I've just finished reading this book on Ephesians 3:18-19. It was originally published as "The Saints' Knowledge of Christ's Love", but the folks at Banner have reprinted it under a snappier, more Wesleyan title. There are some really heart-warming bits, as well as some quite dry bits. Bunyan is so good at psychological application! Here are some highlights:
O the length of the saving arm of God! As yet thou art within reach thereof; do not thou go about to measure arms with God, as some good men are apt to do: I mean, do not thou conclude that because thou canst not reach God by thy short stump, therefore he cannot reach thee with thy long arm... It becomes thee, when thou canst not perceive that God is within reach of thy arm, then to believe that thou art within the reach of his; for it is long, and none knows how long.
Were all the saints on earth, and all the saints in heaven to contribute all that they know of this love of Christ, and to put it into one sum of knowledge, they would greatly come short of knowing the utmost of this love...
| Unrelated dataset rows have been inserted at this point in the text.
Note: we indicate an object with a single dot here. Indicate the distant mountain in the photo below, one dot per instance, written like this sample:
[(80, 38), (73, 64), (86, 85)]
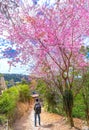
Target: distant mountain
[(16, 77)]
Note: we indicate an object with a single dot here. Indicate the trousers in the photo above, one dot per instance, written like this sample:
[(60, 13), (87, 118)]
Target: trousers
[(37, 116)]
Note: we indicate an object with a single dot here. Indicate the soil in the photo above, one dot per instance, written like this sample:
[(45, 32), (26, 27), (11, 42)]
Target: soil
[(49, 121)]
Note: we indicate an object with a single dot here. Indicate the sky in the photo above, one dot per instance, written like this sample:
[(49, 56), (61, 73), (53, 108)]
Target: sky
[(19, 69)]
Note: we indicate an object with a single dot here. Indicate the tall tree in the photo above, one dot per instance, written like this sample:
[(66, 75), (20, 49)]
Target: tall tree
[(53, 36)]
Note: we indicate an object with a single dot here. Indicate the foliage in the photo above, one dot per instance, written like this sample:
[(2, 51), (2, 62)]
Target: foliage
[(85, 93), (24, 93), (10, 98), (79, 107), (53, 37), (3, 119), (50, 98)]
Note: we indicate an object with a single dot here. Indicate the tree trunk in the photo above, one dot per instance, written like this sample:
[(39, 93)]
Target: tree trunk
[(68, 105)]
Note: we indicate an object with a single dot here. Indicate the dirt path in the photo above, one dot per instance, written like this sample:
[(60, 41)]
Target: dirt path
[(48, 122)]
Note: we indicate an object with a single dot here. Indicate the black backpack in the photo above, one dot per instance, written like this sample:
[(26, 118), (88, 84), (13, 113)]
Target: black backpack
[(37, 108)]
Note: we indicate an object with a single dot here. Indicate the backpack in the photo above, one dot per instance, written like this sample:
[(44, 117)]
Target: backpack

know they self, what a vile, horrible, abominable sinner thou art. For thou canst not know the love of Christ before thou knowest the badness of thy nature... He that sees most of what an abonimable wretch he is, he is like to see most of what is the love of Christ... So then, if a man would be sure and steadfast, let him labour before all things to see his own wretchedness.
Why then do not Christians devote themsevles to the meditation of this so heavenly, so goodly, so sweet, and so comfortable a thing, which yieldeth such advantage to the soul? The reason is, these things are talked of, but not believed: did men believe what they say, when they speak so largely of the love of God, and the love of Jesus Christ, they would, they could not but meditate upon it.